L’inspection, lien humain entre assureurs et courtiers
Journées du courtage 2018 Denis Stainier

L’inspecteur joue un rôle plus stratégique que jamais à mesure que la distribution se digitalise : il porte la voix de sa compagnie et fait remonter, en retour, les attentes des courtiers.
« L’inspecteur est un souscripteur qui va sur le terrain », explique Norbert Girard, secrétaire général de l’Observatoire de l’évolution des métiers de l’assurance (OEMA) quand il veut résumer les changements à l’œuvre dans le domaine de l’inspection. Courroie de transmission entre les compagnies et les courtiers, les inspecteurs restent, certes, des commerciaux. Mais avec une expertise de plus en plus pointue.

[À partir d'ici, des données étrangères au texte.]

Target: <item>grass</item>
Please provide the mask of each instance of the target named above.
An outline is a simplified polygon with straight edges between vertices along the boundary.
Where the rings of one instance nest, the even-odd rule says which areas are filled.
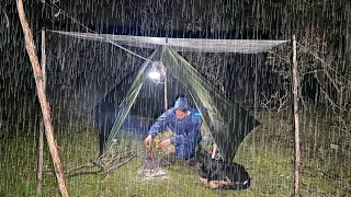
[[[350,158],[330,148],[342,136],[329,134],[316,116],[303,115],[302,121],[302,196],[351,196]],[[315,118],[313,118],[315,117]],[[141,181],[139,158],[117,169],[113,174],[81,175],[67,178],[73,197],[114,196],[291,196],[294,184],[294,143],[288,118],[264,112],[263,123],[241,143],[235,161],[246,166],[252,183],[246,190],[211,190],[202,186],[194,167],[178,160],[163,167],[168,179]],[[67,126],[56,129],[61,147],[60,159],[70,169],[97,155],[95,130],[88,126]],[[316,134],[316,130],[318,134]],[[342,134],[340,134],[342,135]],[[333,137],[330,137],[333,136]],[[0,196],[35,196],[36,136],[5,135],[0,139]],[[45,144],[44,170],[52,170],[50,154]],[[43,196],[60,196],[56,179],[44,176]]]

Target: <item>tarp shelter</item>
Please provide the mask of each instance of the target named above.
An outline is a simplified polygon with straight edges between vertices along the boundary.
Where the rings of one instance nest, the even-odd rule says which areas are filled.
[[[89,40],[109,42],[116,46],[124,45],[155,49],[147,58],[149,60],[145,61],[139,70],[125,81],[125,85],[122,84],[116,88],[115,95],[118,95],[118,99],[114,97],[110,101],[111,107],[113,106],[114,108],[114,113],[110,116],[110,121],[113,121],[113,126],[111,130],[103,131],[106,135],[104,150],[112,144],[112,140],[125,128],[124,126],[131,123],[133,117],[131,116],[133,114],[131,109],[132,112],[134,109],[138,111],[138,113],[134,114],[136,117],[161,111],[159,107],[163,106],[161,102],[163,101],[162,85],[154,83],[148,78],[150,63],[152,61],[161,61],[167,68],[167,78],[170,79],[167,83],[169,86],[167,97],[172,102],[177,95],[182,94],[191,101],[192,106],[196,107],[201,114],[203,123],[208,126],[222,157],[226,161],[234,159],[240,142],[259,123],[247,111],[214,86],[211,81],[200,74],[178,51],[257,54],[286,42],[161,38],[72,32],[56,33]],[[139,104],[136,106],[136,103]],[[98,114],[103,113],[103,111],[97,108]],[[147,127],[143,127],[143,129]]]

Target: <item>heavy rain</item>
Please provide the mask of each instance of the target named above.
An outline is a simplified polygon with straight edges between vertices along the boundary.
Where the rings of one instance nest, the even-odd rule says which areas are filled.
[[[1,0],[0,196],[351,196],[350,0]]]

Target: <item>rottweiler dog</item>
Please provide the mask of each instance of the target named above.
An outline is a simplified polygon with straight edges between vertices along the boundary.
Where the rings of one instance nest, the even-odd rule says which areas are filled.
[[[202,151],[196,160],[200,181],[210,188],[239,190],[250,186],[250,176],[240,164],[214,160]]]

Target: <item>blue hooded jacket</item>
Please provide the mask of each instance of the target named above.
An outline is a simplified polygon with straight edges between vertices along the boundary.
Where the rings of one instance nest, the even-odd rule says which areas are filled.
[[[183,119],[177,119],[176,109],[189,109],[190,115]],[[170,138],[171,144],[176,146],[176,158],[190,158],[195,152],[196,144],[201,141],[201,117],[195,115],[196,111],[192,108],[185,97],[179,97],[173,107],[165,112],[157,118],[149,130],[149,135],[155,138],[159,132],[169,128],[176,134]]]

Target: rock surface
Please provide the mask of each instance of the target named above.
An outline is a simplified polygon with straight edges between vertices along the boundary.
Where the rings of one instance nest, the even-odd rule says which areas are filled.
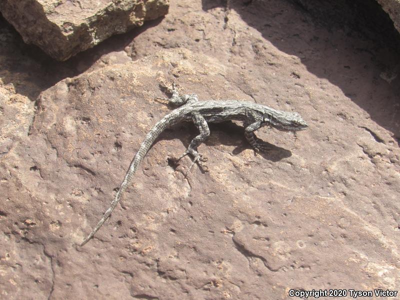
[[[167,130],[122,206],[94,240],[78,246],[146,133],[169,111],[154,98],[174,77],[200,100],[293,110],[310,128],[296,136],[260,130],[276,146],[255,156],[242,127],[212,126],[199,148],[209,172],[196,168],[188,178],[188,158],[176,169],[168,160],[184,152],[196,130],[182,124]],[[218,60],[178,49],[68,78],[42,93],[30,136],[2,162],[9,262],[23,270],[27,262],[17,254],[34,256],[43,271],[32,274],[33,290],[54,298],[98,298],[113,290],[122,298],[276,299],[290,288],[349,282],[357,290],[398,287],[395,141],[351,101],[322,102],[324,92],[301,77],[290,76],[284,84],[294,90],[274,96],[280,84],[272,78],[266,72],[260,80],[271,83],[252,86],[252,99],[230,83]],[[357,138],[349,142],[349,136]],[[6,270],[10,282],[14,274]]]
[[[164,16],[168,6],[168,0],[0,0],[25,42],[60,60]]]
[[[400,32],[400,0],[376,0],[388,12],[397,31]]]
[[[56,64],[0,34],[12,42],[0,48],[8,99],[34,100],[88,71],[44,91],[10,132],[0,156],[0,298],[276,300],[292,299],[290,288],[398,290],[400,82],[388,76],[397,52],[316,24],[290,2],[171,4],[162,22]],[[149,56],[162,48],[170,49]],[[96,238],[77,246],[146,131],[170,111],[154,98],[174,78],[200,100],[293,110],[310,127],[296,136],[263,128],[258,135],[275,147],[254,156],[240,123],[212,126],[199,148],[209,172],[195,167],[186,178],[189,158],[176,168],[168,158],[196,130],[174,127]]]

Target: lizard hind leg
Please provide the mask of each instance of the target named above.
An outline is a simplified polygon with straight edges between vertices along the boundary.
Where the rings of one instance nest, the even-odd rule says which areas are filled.
[[[200,132],[200,134],[192,140],[186,151],[176,160],[178,162],[184,156],[189,154],[193,157],[193,162],[188,170],[186,176],[194,164],[197,162],[200,164],[200,162],[205,162],[207,160],[205,156],[197,152],[197,148],[200,144],[208,138],[210,134],[208,125],[203,116],[198,113],[194,114],[192,116],[192,119]]]
[[[254,122],[250,125],[245,124],[244,136],[248,144],[254,149],[256,154],[258,154],[260,151],[266,152],[271,150],[266,146],[264,142],[257,138],[254,133],[254,132],[259,129],[262,126],[262,124],[261,121]]]

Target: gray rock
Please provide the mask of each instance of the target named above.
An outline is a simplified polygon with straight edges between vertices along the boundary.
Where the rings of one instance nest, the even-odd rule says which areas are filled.
[[[60,60],[164,16],[168,7],[168,0],[0,0],[2,14],[24,41]]]

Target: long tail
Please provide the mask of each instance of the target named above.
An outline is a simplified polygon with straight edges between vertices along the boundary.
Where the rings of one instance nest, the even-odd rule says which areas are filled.
[[[170,126],[180,120],[181,116],[180,116],[179,112],[177,112],[178,110],[176,110],[170,114],[166,116],[160,121],[157,122],[157,123],[154,126],[147,134],[146,138],[144,138],[143,142],[142,143],[140,146],[138,150],[138,152],[136,152],[134,159],[130,162],[129,169],[128,169],[128,170],[125,175],[125,178],[124,178],[124,181],[122,182],[122,183],[120,186],[120,189],[116,192],[115,198],[114,198],[112,202],[111,202],[111,205],[110,205],[110,207],[106,212],[104,213],[102,220],[98,222],[98,223],[97,225],[96,225],[96,226],[92,230],[92,232],[90,233],[90,234],[84,240],[84,242],[82,242],[82,244],[80,244],[81,246],[83,246],[84,244],[88,242],[89,240],[93,237],[97,231],[100,229],[100,228],[102,226],[103,223],[104,223],[106,220],[107,220],[107,218],[110,216],[113,210],[115,208],[116,206],[120,201],[120,199],[124,191],[125,190],[129,184],[129,183],[130,182],[130,179],[134,174],[135,172],[136,172],[136,170],[138,170],[138,168],[139,166],[140,162],[142,162],[142,161],[144,158],[144,156],[146,155],[146,154],[147,154],[148,152],[151,148],[152,145],[152,144],[153,142],[154,142],[154,141],[156,140],[156,139],[158,136],[160,136],[161,132],[164,131],[166,128],[168,128]]]

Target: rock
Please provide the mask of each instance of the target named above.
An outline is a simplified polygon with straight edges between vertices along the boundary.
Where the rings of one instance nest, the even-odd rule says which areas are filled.
[[[386,44],[394,49],[400,48],[400,0],[292,0],[332,32],[355,32],[382,46]]]
[[[246,50],[241,38],[238,52]],[[298,64],[287,82],[261,84],[275,76],[268,68],[288,70],[296,58],[277,56],[276,68],[254,46],[254,74],[243,72],[242,56],[228,68],[177,48],[42,93],[30,135],[0,160],[4,294],[26,298],[16,284],[22,280],[34,298],[102,298],[112,291],[119,298],[278,299],[291,288],[396,289],[398,146],[352,102],[335,94],[322,100],[325,90]],[[260,130],[274,147],[255,156],[240,123],[212,126],[198,148],[208,172],[195,166],[187,178],[190,158],[176,166],[174,158],[197,131],[187,123],[166,130],[121,205],[78,246],[149,129],[170,112],[154,98],[173,78],[200,100],[293,110],[310,127],[296,136]]]
[[[168,0],[0,0],[2,14],[24,41],[60,60],[164,16],[168,7]]]
[[[376,0],[393,20],[397,31],[400,33],[400,0]]]

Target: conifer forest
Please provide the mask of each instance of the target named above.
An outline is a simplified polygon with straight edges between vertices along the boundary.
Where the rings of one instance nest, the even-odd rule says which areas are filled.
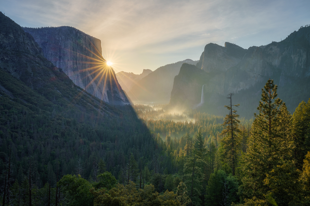
[[[192,110],[189,122],[142,105],[114,106],[123,116],[107,121],[2,93],[0,204],[308,205],[310,99],[292,115],[277,88],[268,81],[254,120],[230,94],[226,116]]]
[[[310,205],[310,24],[246,49],[219,38],[269,39],[254,22],[273,13],[251,1],[259,18],[238,1],[32,0],[66,10],[36,6],[31,20],[29,1],[2,1],[23,24],[0,11],[0,206]]]

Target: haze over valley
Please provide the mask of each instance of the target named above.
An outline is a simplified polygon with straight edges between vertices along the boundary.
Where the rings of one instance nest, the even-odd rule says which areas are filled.
[[[308,1],[28,1],[0,11],[0,205],[309,205]]]

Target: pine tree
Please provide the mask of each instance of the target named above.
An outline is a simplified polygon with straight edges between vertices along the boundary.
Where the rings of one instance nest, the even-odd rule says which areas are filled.
[[[300,103],[294,112],[293,119],[294,158],[296,168],[300,170],[305,156],[310,151],[310,98],[307,103],[303,101]]]
[[[225,137],[222,140],[222,143],[224,149],[224,159],[232,169],[232,175],[235,175],[235,168],[237,166],[240,140],[238,133],[241,131],[239,129],[238,124],[240,121],[237,118],[239,115],[237,114],[237,111],[232,110],[232,106],[238,107],[240,104],[232,105],[232,96],[233,94],[230,94],[228,99],[230,99],[230,104],[225,107],[229,111],[229,114],[227,115],[224,119],[222,125],[224,126],[221,134]]]
[[[243,184],[239,191],[245,197],[263,196],[268,189],[264,184],[267,174],[291,159],[291,116],[282,101],[275,99],[277,87],[273,80],[268,80],[262,89],[259,113],[255,114],[249,148],[241,167]]]
[[[191,200],[187,194],[187,192],[186,186],[183,182],[180,183],[178,186],[178,190],[177,190],[176,199],[180,203],[181,206],[186,205],[191,202]]]

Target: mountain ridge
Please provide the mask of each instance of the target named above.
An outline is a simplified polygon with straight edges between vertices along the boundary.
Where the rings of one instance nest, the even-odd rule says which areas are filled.
[[[105,64],[100,40],[67,26],[23,29],[33,37],[43,56],[76,85],[106,102],[129,103],[113,68]]]
[[[256,104],[260,99],[251,94],[259,92],[271,78],[279,86],[279,97],[286,102],[289,111],[293,112],[299,103],[310,97],[310,92],[298,88],[310,86],[308,83],[310,78],[309,43],[310,27],[308,27],[292,32],[281,42],[273,42],[265,46],[253,46],[247,49],[228,42],[225,43],[225,47],[213,43],[207,44],[196,66],[212,77],[200,85],[202,87],[205,85],[205,103],[197,109],[224,115],[222,107],[225,104],[226,96],[233,93],[235,94],[236,103],[240,103],[244,107],[244,111],[240,114],[250,118],[255,112]],[[197,73],[198,77],[199,74],[195,71],[193,69],[193,72]],[[180,71],[178,75],[182,75]],[[187,94],[197,94],[191,103],[175,99],[178,95],[177,90],[176,90],[174,85],[182,85],[185,91],[189,84],[184,81],[186,78],[184,76],[175,79],[170,101],[171,106],[193,108],[200,102],[201,87]],[[294,92],[293,88],[300,90],[300,94]],[[179,95],[185,94],[181,92]]]

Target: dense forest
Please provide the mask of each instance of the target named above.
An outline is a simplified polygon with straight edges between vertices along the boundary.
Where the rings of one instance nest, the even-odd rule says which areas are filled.
[[[233,95],[225,117],[109,105],[0,26],[0,205],[309,204],[310,99],[292,115],[269,80],[254,119]]]
[[[130,106],[114,119],[49,112],[2,93],[0,204],[308,205],[310,99],[292,115],[277,89],[269,80],[254,121],[231,103],[224,118],[191,111],[189,122],[141,105],[140,118]]]

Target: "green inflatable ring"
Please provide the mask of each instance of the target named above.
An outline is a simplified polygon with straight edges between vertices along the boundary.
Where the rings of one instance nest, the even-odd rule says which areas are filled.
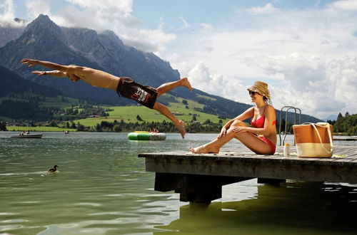
[[[134,132],[128,134],[130,140],[165,140],[164,133],[151,133],[149,132]]]

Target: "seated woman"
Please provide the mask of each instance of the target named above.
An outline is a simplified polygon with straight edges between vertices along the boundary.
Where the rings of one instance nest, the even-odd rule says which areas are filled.
[[[229,120],[222,127],[216,139],[197,147],[191,147],[193,153],[218,153],[222,146],[233,138],[241,141],[256,154],[273,155],[276,145],[276,115],[270,100],[268,84],[255,82],[249,88],[251,107],[236,118]],[[251,118],[248,127],[243,120]]]

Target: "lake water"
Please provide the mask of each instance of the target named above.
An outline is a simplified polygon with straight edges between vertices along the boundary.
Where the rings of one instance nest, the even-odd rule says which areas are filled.
[[[277,187],[252,179],[224,186],[223,197],[208,207],[154,191],[154,173],[145,172],[138,153],[188,150],[214,134],[183,140],[168,134],[158,142],[130,141],[126,133],[12,134],[0,132],[0,234],[357,232],[356,184],[288,181]],[[54,164],[58,173],[48,174]]]

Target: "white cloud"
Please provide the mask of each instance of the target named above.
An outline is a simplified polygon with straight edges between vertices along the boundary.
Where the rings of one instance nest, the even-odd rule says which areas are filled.
[[[27,1],[26,7],[31,18],[36,18],[41,14],[51,14],[50,4],[45,0]]]
[[[124,42],[145,51],[160,53],[176,36],[162,29],[142,28],[139,21],[132,14],[131,0],[66,0],[73,5],[61,15],[52,16],[61,26],[84,27],[98,31],[113,30]],[[61,17],[63,16],[63,17]]]
[[[21,26],[14,19],[15,6],[11,0],[4,0],[0,2],[0,26]]]
[[[346,11],[356,1],[315,9],[281,11],[267,4],[240,11],[231,25],[186,36],[188,43],[180,44],[180,53],[175,50],[170,61],[190,75],[193,86],[238,102],[249,103],[232,94],[245,95],[245,85],[258,80],[270,85],[278,109],[293,105],[321,118],[357,113],[357,15]],[[278,14],[263,14],[269,9]],[[198,66],[198,61],[204,66]],[[220,85],[217,78],[239,85]]]
[[[278,11],[278,9],[275,8],[272,4],[267,4],[263,7],[257,6],[253,7],[250,9],[247,9],[246,11],[251,14],[273,14]]]
[[[332,8],[343,11],[357,11],[356,0],[337,1],[329,5]]]
[[[242,85],[239,80],[230,79],[221,74],[212,74],[203,61],[198,62],[188,71],[188,77],[195,88],[232,100],[249,103],[246,88]]]

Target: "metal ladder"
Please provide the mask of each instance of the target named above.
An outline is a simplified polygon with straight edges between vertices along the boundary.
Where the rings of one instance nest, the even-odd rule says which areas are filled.
[[[282,122],[282,119],[281,119],[281,116],[283,115],[283,110],[286,108],[286,110],[285,111],[286,113],[285,113],[285,135],[284,135],[284,137],[283,137],[283,145],[284,145],[285,144],[285,138],[286,137],[286,134],[287,134],[287,130],[286,130],[286,127],[287,127],[287,125],[288,125],[288,110],[295,110],[295,116],[294,116],[294,120],[293,120],[293,125],[296,125],[296,124],[301,124],[301,110],[300,108],[295,108],[295,107],[293,107],[293,106],[284,106],[283,108],[281,108],[281,109],[280,110],[280,119],[279,119],[279,140],[280,140],[280,146],[281,146],[281,122]],[[296,123],[296,110],[298,110],[299,112],[299,115],[298,115],[298,122]],[[295,143],[294,143],[295,145]]]

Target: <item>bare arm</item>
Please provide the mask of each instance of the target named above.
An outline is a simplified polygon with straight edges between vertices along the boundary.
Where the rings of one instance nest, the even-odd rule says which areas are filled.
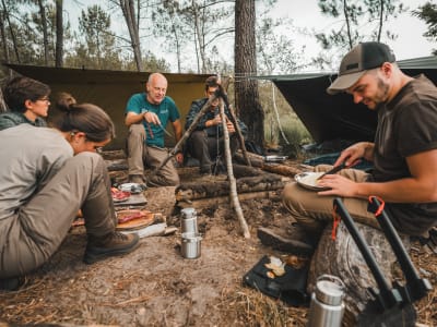
[[[437,202],[437,149],[408,157],[406,162],[410,178],[385,183],[356,183],[341,175],[327,175],[319,184],[331,190],[319,195],[361,198],[376,195],[392,203]]]
[[[179,142],[179,140],[182,137],[182,124],[180,123],[180,120],[177,119],[173,123],[173,130],[175,131],[175,141],[176,144]],[[184,162],[184,155],[181,153],[176,154],[176,160],[181,164]]]
[[[144,118],[144,113],[128,112],[125,117],[125,124],[129,128],[131,124],[141,122]]]
[[[128,112],[125,118],[125,124],[127,126],[130,126],[131,124],[135,124],[138,122],[141,122],[142,120],[145,120],[147,123],[153,123],[156,125],[161,124],[160,118],[156,116],[156,113],[147,111],[143,113],[135,113],[135,112]]]
[[[343,164],[343,161],[345,161],[346,166],[351,166],[361,158],[374,161],[374,148],[375,144],[370,142],[355,143],[341,153],[334,162],[334,166],[339,166],[340,164]]]

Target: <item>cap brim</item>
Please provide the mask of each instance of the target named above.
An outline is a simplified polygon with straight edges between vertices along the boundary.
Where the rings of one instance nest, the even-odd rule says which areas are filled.
[[[334,95],[344,92],[354,85],[365,73],[366,71],[362,71],[336,77],[336,80],[327,88],[327,93]]]

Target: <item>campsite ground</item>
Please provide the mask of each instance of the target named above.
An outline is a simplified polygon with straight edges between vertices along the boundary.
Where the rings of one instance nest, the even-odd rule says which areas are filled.
[[[193,174],[184,175],[192,180]],[[146,208],[179,226],[175,189],[145,191]],[[292,307],[241,284],[243,276],[263,256],[286,254],[263,246],[257,228],[285,229],[292,218],[281,191],[270,198],[241,202],[250,239],[241,235],[228,205],[198,210],[203,233],[201,256],[180,255],[180,231],[144,238],[133,253],[85,265],[83,227],[72,228],[59,251],[25,286],[0,292],[0,326],[305,326],[307,307]],[[413,244],[412,258],[437,284],[437,256]],[[437,326],[437,292],[417,303],[418,323]],[[4,323],[2,325],[2,323]]]

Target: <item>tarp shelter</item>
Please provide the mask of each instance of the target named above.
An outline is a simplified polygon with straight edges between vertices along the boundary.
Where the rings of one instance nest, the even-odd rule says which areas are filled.
[[[437,57],[398,61],[408,75],[424,73],[437,85]],[[351,95],[328,95],[326,89],[336,74],[294,74],[260,76],[271,80],[303,121],[316,143],[332,140],[373,141],[377,114],[355,105]]]
[[[129,97],[144,92],[150,72],[104,71],[87,69],[48,68],[24,64],[5,64],[15,72],[48,84],[52,95],[68,92],[78,102],[95,104],[108,112],[116,125],[117,137],[106,149],[120,149],[126,146],[128,129],[125,125],[125,108]],[[182,124],[193,99],[204,95],[205,74],[164,74],[168,81],[167,95],[180,110]],[[56,110],[50,108],[49,116]],[[173,134],[170,125],[167,130]],[[166,136],[167,146],[175,141]]]

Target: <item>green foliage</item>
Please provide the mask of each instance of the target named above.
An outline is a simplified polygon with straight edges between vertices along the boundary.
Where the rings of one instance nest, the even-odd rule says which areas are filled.
[[[274,90],[272,87],[274,87]],[[298,156],[300,145],[311,142],[308,130],[272,82],[260,82],[259,93],[261,106],[265,113],[264,140],[267,147],[276,148],[277,146],[282,146],[285,155],[291,157]],[[279,119],[274,110],[275,107]]]
[[[413,15],[425,21],[426,25],[428,25],[428,31],[424,33],[424,36],[437,43],[437,4],[426,2],[417,10],[413,11]],[[437,56],[437,49],[434,49],[433,53]]]
[[[286,20],[264,17],[257,25],[257,63],[258,74],[287,74],[303,68],[304,49],[296,49],[293,40],[276,33],[280,26],[291,26]],[[292,33],[290,33],[292,34]]]
[[[381,41],[385,36],[395,39],[390,31],[383,31],[383,23],[405,11],[399,0],[319,0],[322,14],[342,17],[341,26],[322,32],[316,38],[324,49],[347,48],[363,39]],[[382,32],[385,32],[382,34]]]

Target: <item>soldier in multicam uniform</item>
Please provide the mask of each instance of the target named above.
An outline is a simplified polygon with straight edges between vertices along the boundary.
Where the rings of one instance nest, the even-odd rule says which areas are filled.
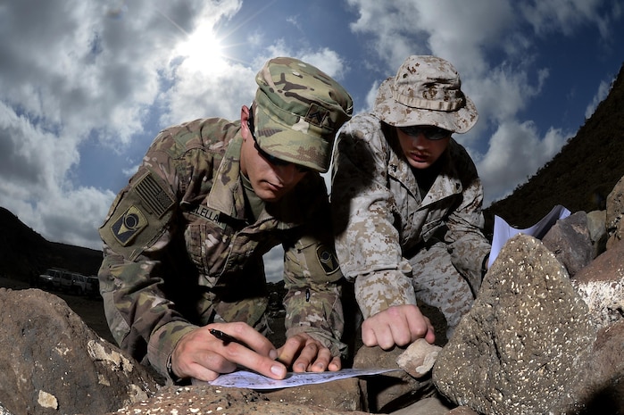
[[[481,230],[483,188],[451,135],[477,117],[451,63],[410,56],[381,84],[372,112],[338,133],[336,251],[354,280],[365,345],[433,343],[421,303],[444,314],[448,338],[474,301],[491,247]]]
[[[244,366],[273,378],[337,370],[344,326],[327,187],[353,101],[292,58],[266,62],[240,120],[164,129],[100,228],[101,293],[120,346],[168,381]],[[282,244],[287,340],[264,336],[262,254]],[[210,329],[248,346],[219,340]]]

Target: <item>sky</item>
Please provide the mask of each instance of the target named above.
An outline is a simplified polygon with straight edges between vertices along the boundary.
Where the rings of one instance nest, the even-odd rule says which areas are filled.
[[[0,0],[0,206],[47,240],[101,249],[97,228],[156,134],[237,119],[268,59],[319,67],[358,113],[411,54],[451,62],[475,102],[478,122],[455,138],[487,206],[606,97],[624,63],[624,4]],[[266,257],[270,279],[280,256]]]

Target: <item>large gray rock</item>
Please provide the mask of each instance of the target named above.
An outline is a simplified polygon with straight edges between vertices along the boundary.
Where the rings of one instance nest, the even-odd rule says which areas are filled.
[[[548,229],[542,244],[565,267],[571,278],[592,261],[593,245],[587,228],[587,214],[577,212],[559,220]]]
[[[607,249],[607,211],[592,211],[587,212],[587,229],[592,240],[592,259],[596,258]]]
[[[553,253],[518,235],[438,354],[433,380],[479,413],[565,413],[579,404],[576,386],[587,376],[595,334]]]
[[[624,319],[622,258],[624,242],[618,241],[572,279],[598,328]]]
[[[97,414],[147,398],[149,372],[38,289],[0,288],[0,403],[14,414]]]

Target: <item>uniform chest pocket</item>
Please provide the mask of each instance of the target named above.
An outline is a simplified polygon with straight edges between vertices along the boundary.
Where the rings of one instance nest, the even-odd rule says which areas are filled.
[[[212,285],[223,271],[231,245],[231,228],[208,221],[198,220],[187,226],[184,231],[187,252],[200,274],[209,277]],[[212,280],[211,277],[215,279]]]

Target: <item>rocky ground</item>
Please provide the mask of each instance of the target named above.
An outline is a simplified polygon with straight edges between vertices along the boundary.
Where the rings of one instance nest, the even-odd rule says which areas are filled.
[[[8,277],[0,277],[0,287],[11,288],[13,290],[36,288],[31,286],[28,282]],[[102,298],[77,295],[75,294],[62,293],[52,289],[46,291],[65,301],[67,305],[69,305],[76,314],[80,316],[85,323],[102,338],[116,344],[108,329]],[[269,338],[274,344],[278,346],[281,345],[286,338],[283,314],[274,313],[273,317],[270,318],[270,323],[272,333],[269,335]]]
[[[14,290],[36,288],[29,283],[19,279],[14,279],[7,277],[0,277],[0,287],[11,288]],[[97,333],[102,338],[114,344],[112,336],[108,329],[106,318],[104,313],[104,303],[102,299],[87,297],[84,295],[77,295],[74,294],[66,294],[55,290],[47,290],[67,303],[67,305],[87,325]]]

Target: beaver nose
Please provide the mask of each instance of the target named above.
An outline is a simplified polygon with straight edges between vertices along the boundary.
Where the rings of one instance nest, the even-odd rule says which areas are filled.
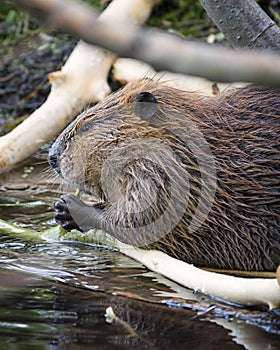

Le cliché de l’inspecteur hâbleur, dont les déjeuners d’affaires s’étirent jusqu’au milieu de l’après-midi, a fait son temps. « La dimension humaine de la relation reste toujours primordiale, observe Joël Mottier, président de la fédération CFE-CGC de l’assurance et inspecteur chez Axa. Mais dans le contexte actuel d’inflation réglementaire, les inspecteurs jouent un rôle essentiel dans la transmission et la sensibilisation aux enjeux de conformité. » Ils doivent donc avoir une véritable expertise technique et réglementaire, qui cadre mal avec la volonté périodiquement affichée par certaines compagnies de fondre les inspecteurs dommages et vie, réseaux de courtage et d’agents généraux, dans un même creuset.
« Les compagnies ont envie d’inspecteurs polyvalents et experts en tout, poursuit Joël Mottier. À mes yeux, c’est un contresens : je crois davantage à l’expertise et à la compétence technique. » Cette montée en compétences apparaît d’ailleurs de manière limpide dans le portrait-robot de l’inspecteur dressé par l’OEMA : les Bac+5 représentent aujourd’hui 19,5% de la profession… mais plus d’un tiers des nouveaux entrants (34,1%). Les embauches à des niveaux Bac ou Bac+2 ne sont, elles, plus guère possibles, du moins pour les recrutements externes. Car « la promotion interne reste très importante dans cette catégorie de métiers », note l’OEMA.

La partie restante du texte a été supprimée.